GLOBAL - Most European pension funds have a "blinkered view" of their risks, according to a survey by the EDHEC Risk Institute.

EDHEC's survey found that accounting risk - the volatility from the pension fund in the sponsor's books - is managed by only 33% of respondents, while more than half ignore sponsor risk, or the risk of a bankrupt sponsor leaving a pension fund with deficits.

The survey also found that most schemes in Europe fail to assess the adequacy of their asset liability modelling, which could lead to "sub-optimal decisions being taken again and again", EDHEC said.

Samuel Sender, applied research manager at the institute, said the first challenge for a pension fund was meeting its liability by hedging it away, fully or partially.

The survey showed the liability-hedging portfolio at 45% of pension funds was "modelled imprecisely".

The second challenge, he said, was to gain access to performance through optimal diversification within and between asset classes.

EDHEC's survey found that most respondents currently use market indices to define investment funds' benchmarks, even though "market indices are weighted by capitalisation and are known to be highly inefficient".

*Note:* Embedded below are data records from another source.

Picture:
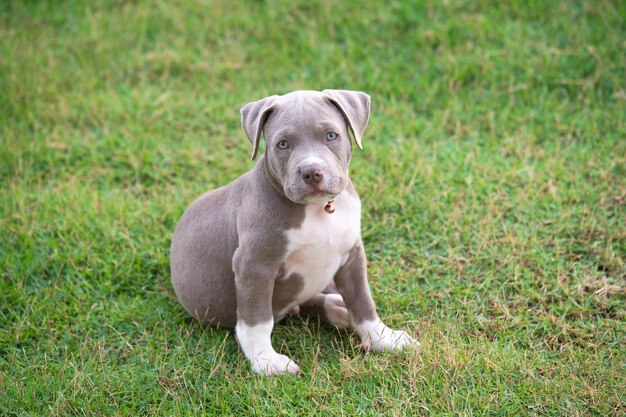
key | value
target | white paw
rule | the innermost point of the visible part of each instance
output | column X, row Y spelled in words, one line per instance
column 274, row 364
column 378, row 337
column 336, row 311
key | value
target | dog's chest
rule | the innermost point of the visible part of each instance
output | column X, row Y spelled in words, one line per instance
column 321, row 245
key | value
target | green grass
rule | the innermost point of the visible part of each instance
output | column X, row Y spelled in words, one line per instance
column 493, row 187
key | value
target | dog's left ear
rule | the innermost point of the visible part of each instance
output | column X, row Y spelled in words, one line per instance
column 355, row 107
column 253, row 118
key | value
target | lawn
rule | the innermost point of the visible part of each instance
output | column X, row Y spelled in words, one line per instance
column 493, row 181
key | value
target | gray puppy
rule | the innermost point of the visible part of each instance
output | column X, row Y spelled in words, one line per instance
column 284, row 237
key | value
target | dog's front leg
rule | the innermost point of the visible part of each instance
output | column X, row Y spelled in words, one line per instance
column 351, row 281
column 255, row 321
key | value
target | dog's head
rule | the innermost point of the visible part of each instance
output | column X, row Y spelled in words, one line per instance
column 307, row 144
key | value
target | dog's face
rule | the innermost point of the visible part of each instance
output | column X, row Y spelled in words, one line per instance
column 307, row 142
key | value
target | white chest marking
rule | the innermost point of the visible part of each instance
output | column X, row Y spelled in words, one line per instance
column 322, row 244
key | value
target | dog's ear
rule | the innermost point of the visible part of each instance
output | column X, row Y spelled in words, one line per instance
column 355, row 107
column 253, row 118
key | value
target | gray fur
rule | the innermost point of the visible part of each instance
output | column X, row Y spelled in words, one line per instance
column 229, row 247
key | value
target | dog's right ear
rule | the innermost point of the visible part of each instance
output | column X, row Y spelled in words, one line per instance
column 253, row 118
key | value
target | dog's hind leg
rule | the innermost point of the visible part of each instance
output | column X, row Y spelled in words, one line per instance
column 328, row 307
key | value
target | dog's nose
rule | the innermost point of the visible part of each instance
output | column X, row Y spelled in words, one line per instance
column 312, row 174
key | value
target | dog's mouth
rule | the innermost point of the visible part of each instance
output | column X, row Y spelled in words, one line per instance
column 308, row 194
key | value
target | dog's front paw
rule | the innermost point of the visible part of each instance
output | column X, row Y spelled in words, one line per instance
column 378, row 337
column 274, row 364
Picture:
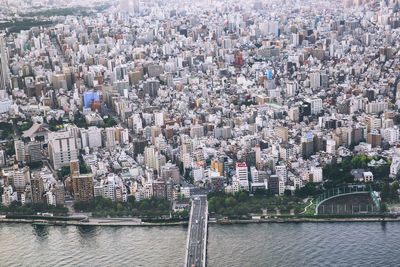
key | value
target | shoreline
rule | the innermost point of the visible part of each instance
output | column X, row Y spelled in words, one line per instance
column 115, row 222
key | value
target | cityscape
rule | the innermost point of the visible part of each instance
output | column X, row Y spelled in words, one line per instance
column 197, row 120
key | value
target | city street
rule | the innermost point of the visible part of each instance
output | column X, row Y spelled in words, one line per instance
column 197, row 232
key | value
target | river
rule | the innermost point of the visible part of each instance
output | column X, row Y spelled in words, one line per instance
column 268, row 244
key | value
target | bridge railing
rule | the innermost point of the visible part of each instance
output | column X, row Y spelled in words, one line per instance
column 347, row 190
column 341, row 191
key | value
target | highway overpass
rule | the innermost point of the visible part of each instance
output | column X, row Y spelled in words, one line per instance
column 196, row 243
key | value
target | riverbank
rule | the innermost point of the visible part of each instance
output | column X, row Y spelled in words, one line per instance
column 137, row 222
column 95, row 222
column 305, row 220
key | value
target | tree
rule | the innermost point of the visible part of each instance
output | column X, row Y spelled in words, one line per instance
column 242, row 196
column 131, row 199
column 287, row 193
column 385, row 192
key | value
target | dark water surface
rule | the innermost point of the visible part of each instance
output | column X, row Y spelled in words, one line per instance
column 270, row 244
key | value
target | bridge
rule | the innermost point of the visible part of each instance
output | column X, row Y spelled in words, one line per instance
column 196, row 243
column 348, row 191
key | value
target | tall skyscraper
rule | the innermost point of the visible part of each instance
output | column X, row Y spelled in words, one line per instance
column 83, row 187
column 19, row 147
column 62, row 149
column 4, row 78
column 37, row 189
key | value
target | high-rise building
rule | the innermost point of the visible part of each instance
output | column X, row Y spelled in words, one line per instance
column 150, row 157
column 110, row 138
column 282, row 133
column 159, row 189
column 62, row 149
column 83, row 187
column 37, row 189
column 170, row 171
column 307, row 145
column 242, row 176
column 33, row 150
column 59, row 193
column 74, row 167
column 19, row 147
column 4, row 73
column 20, row 178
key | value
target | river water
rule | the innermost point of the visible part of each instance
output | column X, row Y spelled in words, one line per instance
column 268, row 244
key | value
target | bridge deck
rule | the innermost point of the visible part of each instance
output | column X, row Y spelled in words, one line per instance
column 197, row 233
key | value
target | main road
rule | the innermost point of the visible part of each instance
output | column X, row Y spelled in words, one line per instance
column 197, row 234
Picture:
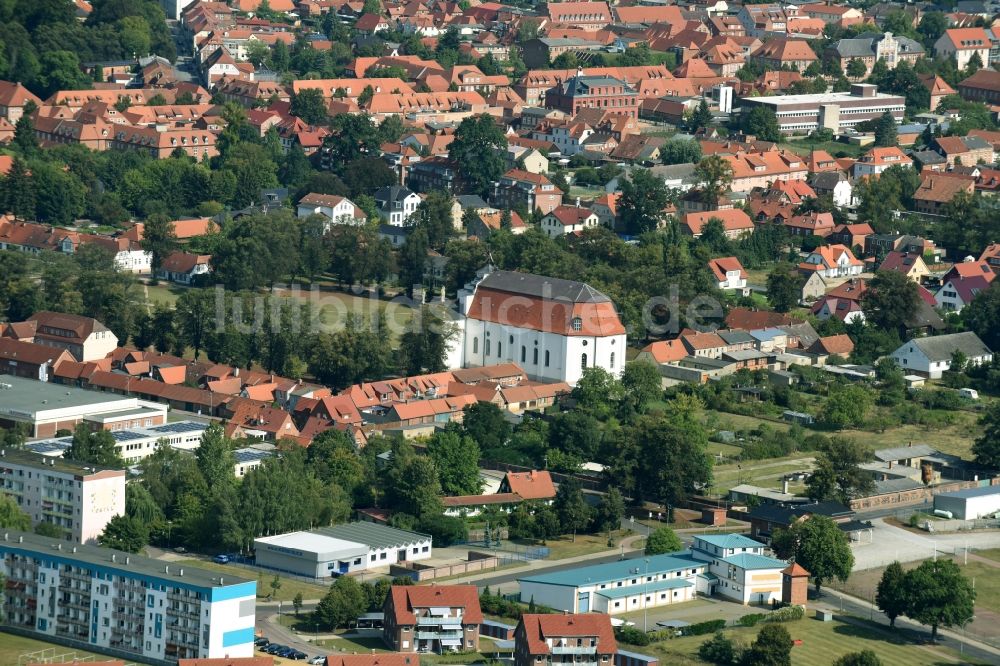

The last challenge, according to Sender, is for pension funds to respect their minimum funding ratios by insuring away risks.

EDHEC said nearly a third of respondents used risk-controlled investing (RCI) strategies to manage prudential constraints, whereas more than half (56%) use economic/regulatory capital.

"Like RCI, economic capital relies on the measure of a risk budget and of a surplus," the institute said.

"Economic capital, however, involves a discretionary, rather than rule-based, investment strategy, and possible delays."